Cultural Heritage & Innovation Center
Welcome to the EPFL Cultural Heritage & Innovation Center
Known as “Metamedia Center” from 2010 to 2020, the principal objectives of the team are twofold:
1. Digitize and preserve audiovisual collections and heritages of major importance in Switzerland or all accross the world.
2. Enrich and add value to such collections, organizing research and innovation projects with EPFL laboratories, start-ups, and partners.
When digitized, the collections are turned into Research Infrastructures. They become a unique material in education and research, available as a playground to the students and to the innovation communities at EPFL and all around the world.
Competences
The EPFL Cultural Heritage & Innovation Center has been in charge of the Montreux Jazz Digital Project since 2010. This project aims to preserve and add value to the famous collection of concert recordings from the Montreux Jazz Festival. Made up of a trans-disciplinary team integrating competences in several fields such as audio/video engineering, software development, databases, archiving, documentation, musicology and sociology, the centre directs the operational aspects of the project (inventory, digitization, quality control, indexing, storage, preservation, valorization) and defines the innovation projects carried out within the various laboratories, start-ups and partner institutions, both academic and private.

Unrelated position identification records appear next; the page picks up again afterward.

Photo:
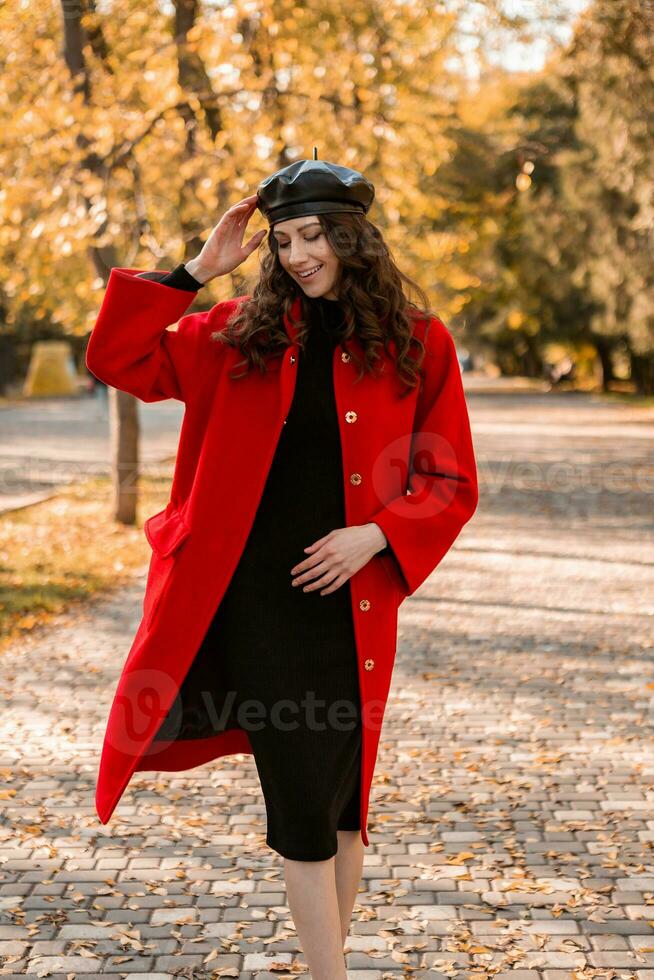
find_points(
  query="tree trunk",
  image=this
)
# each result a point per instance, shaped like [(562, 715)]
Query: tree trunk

Preserving Swiss Heritages via Innovation
The concept, as initiated with the Montreux Jazz Digital Project, associates a major cultural heritage to the EPFL competences and ecosystem in innovation, research and education. With the help of donors, sponsors, and research fundings, the model has been practiced and developed all along the last 15 years, bringing a successful collaboration for both the cultural partner and the academic institutions (EPFL and its Swiss and worldwide partners).
This model is considered beneficial to both partners: the cultural institution and its collections are being enriched through numerous research and innovation actions, while the researchers can exploit precious real world datasets and get motivation and public visibility for their work. The strategy is now being further developed with other Swiss institutions and memories, in fields like classical music, spatial, radio, dance, or sport.

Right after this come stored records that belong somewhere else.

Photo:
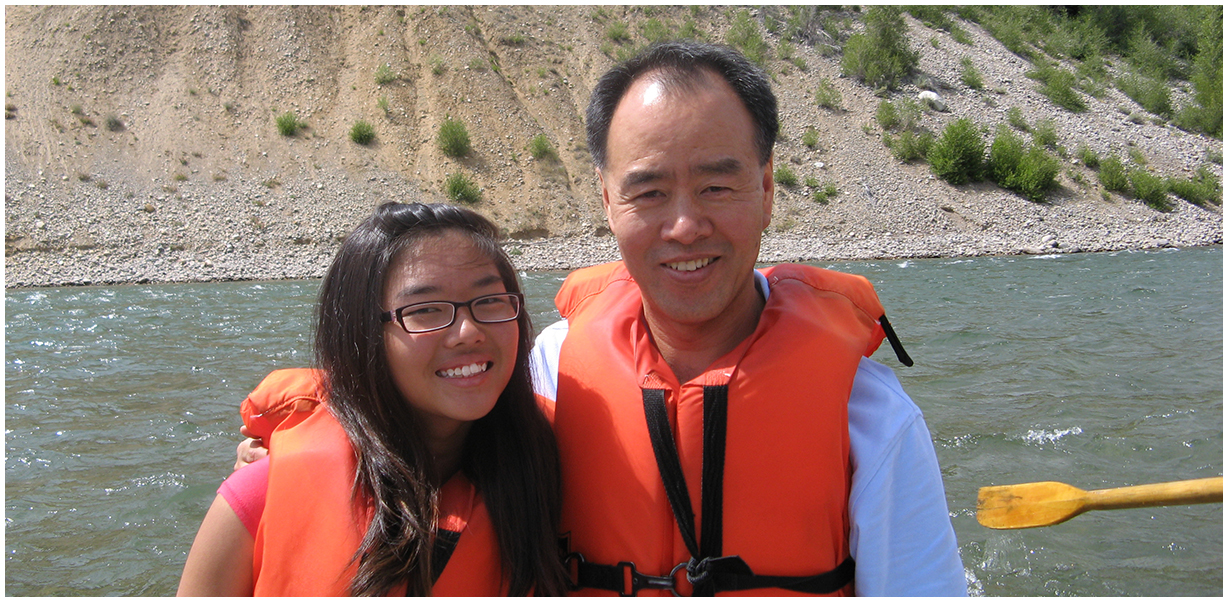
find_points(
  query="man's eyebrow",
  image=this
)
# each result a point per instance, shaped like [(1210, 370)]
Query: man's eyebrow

More information from a talk presented at the Digital Transformation in Culture conference, Riga, July 6th 2021:
Main projects
The Montreux Jazz Digital Project
The Montreux Jazz Digital Project is the leading project of the Center since 2010. Defined in collaboration with the Claude Nobs Foundation, it aims to digitize and preserve the famous audiovisual recordings of the festival which were inscribed in 2013 to the UNESCO Memory of the world register. The project drives activities in many labs and partners of EPFL, with hundreds of researchers involved, addressing a large range of domains from technology and engineering to archiving, social and human sciences, or artistic creation.

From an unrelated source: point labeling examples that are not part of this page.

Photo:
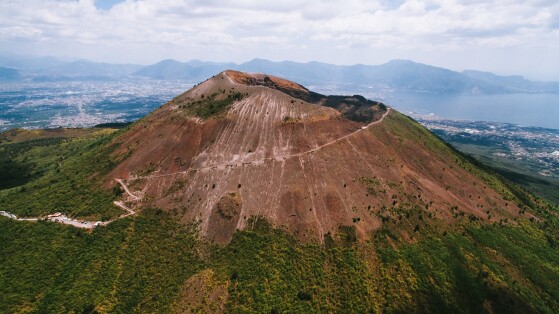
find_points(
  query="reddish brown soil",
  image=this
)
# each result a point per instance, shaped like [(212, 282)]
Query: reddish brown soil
[(252, 161)]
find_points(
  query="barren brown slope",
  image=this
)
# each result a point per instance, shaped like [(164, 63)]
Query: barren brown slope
[(240, 145)]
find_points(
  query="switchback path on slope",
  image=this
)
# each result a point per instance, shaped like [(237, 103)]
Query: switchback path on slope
[(80, 223), (259, 161)]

Claude Nicollier Video Archive
In 2019, as part of a collaboration with the Swiss Space Center and the Swiss Space Office, our Center launched the project to digitize the archive of Swiss astronaut Claude Nicollier. Entering its last phase, this work will make the content available to the entire space community, Swiss and international. As a testimony, the collection will highlight the trajectory of Claude Nicollier. It will give rise to future collaborations involving EPFL and its partners, in the service of education and research.
Verbier Festival – The ECHO Project
EPFL and the Verbier Festival launched the ECHO project in 2021, in order to digitize, preserve and add value to the archives of the festival, with the ambitious objective of bringing back high interests for classical music in younger generations. With a 30-years audio and video recording collection, including prestigious pictures and considering the famous library of music score sheets annotated by the best conductors in the world, the Verbier Festival archive is unique in Europe.